IRISH MUSIC... © www.irisheyes.fr
par Mike Walsh - © www.irisheyes.fr
Lilting is a great skill as the knowledge of the aesthetics of Irish music is carried in the voice. A good lilter conveys an awful lot of information about the tune, sometimes more than a musical instrument.”
Irish music group Cran are a talented ensemble of multi-instrumental traditional virtuosos “for people who like songs”, as Belfast-born flute player / vocalist Desi Wilkinson explains. “We all love singing, and Drogheda-man Sean Corcoran in particular has researched a lot of old songs in English and Gaelic; he’s the strength there. He has a lot of his own archives through extensive firsthand collecting from Louth and Fermanagh. I’ve also done a lot of field work up in Sligo and Co. Leitrim, for flute-playing particularly back in the 1970s when a lot of the players were still around, I loved the style they had, it was like a way of talking and it appealed to me a lot.”
Formed in Belfast in 1995 the present Cran line-up is completed by uilleann piper, flutist and vocalist Ronan Browne, a man who is “big in Japan”. “Ronan does a lot of work composing soundtracks for Japanese video games, all from his home studio in Spidal, Co. Galway!” The mind boggles.
With their stunning vocal anthems and immaculate playing Cran are one of the most exciting groups in Irish music today; their “Black, Black, Black” album (1998) a particular favourite.
Desi Wilkinson is a musician well known in Breton circles, having lived in France for several years. “I love the whole Breton language and culture, I had a great time when I was there and I still play a lot of Breton music on the Breton clarinet. I’m a big pal of Jean Michel Veillon and we recently toured in Brittany together.”
Our conversation catches Desi having just moved to Newcastle where he has begun lecturing on a newly established Irish folk music and traditional music degree course, started by Alistair Anderson of Folkworks. “I’m the new lecturer representing the Irish connection on that course. Other lecturers include the Northumbrian piper Kathryn Tickell and Catriona MacDonald from the Shetland Islands, so I’m in very good company. There’s a hinterland of unbroken tradition in music here with traditional Jarrow songs talking of going over the water to England! They must mean sailing across the Tyne.”
Desi is also an aficionado of the Turkish lute. “At Queens, where I studied a musicology degree, I was fortunate to have a very good teacher, Martin Stokes, who was into Turkish music; to understand that music I learned to play it. I have a Turkish lute and I still play it a bit.”
No surprise then to find that Cran, once described as a group who play with “devil-may-care flamboyance” are deliciously open to new and old influences in their music. “While it’s true that we like to take the tunes carefully and value them, we’re serious about what we do but we don’t carry the cumbersome burden of heritage and tradition around with us.”

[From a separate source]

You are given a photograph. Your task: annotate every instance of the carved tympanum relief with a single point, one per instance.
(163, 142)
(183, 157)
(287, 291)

Musical influences for the Cran lads is broad: “All the greats of Irish music, starting with Seamus Ennis and Willie Clancy and particularly the wonderful singers like Charlie O’Neill, Joe Holmes; some of the lesser known stars of Irish song. We draw from both the Gaelic and English language singing tradition in Ireland.”
Presently Cran have a new album in the pipeline, their last being “Music from the Edge of the World” (2002), “an album which best represents what we reproduce in our live performance.” They are also digitally re mastering their inaugural album “The Crooked Stairs” which will be re-released before Christmas.
With many wonderful memories already of playing France, including at the Quartz in Brest, La Villette and Le Cirque D’Hiver in Paris, Cran recently played at Le Mée sur Seine, a concert of astonishing diversity and vocal depth.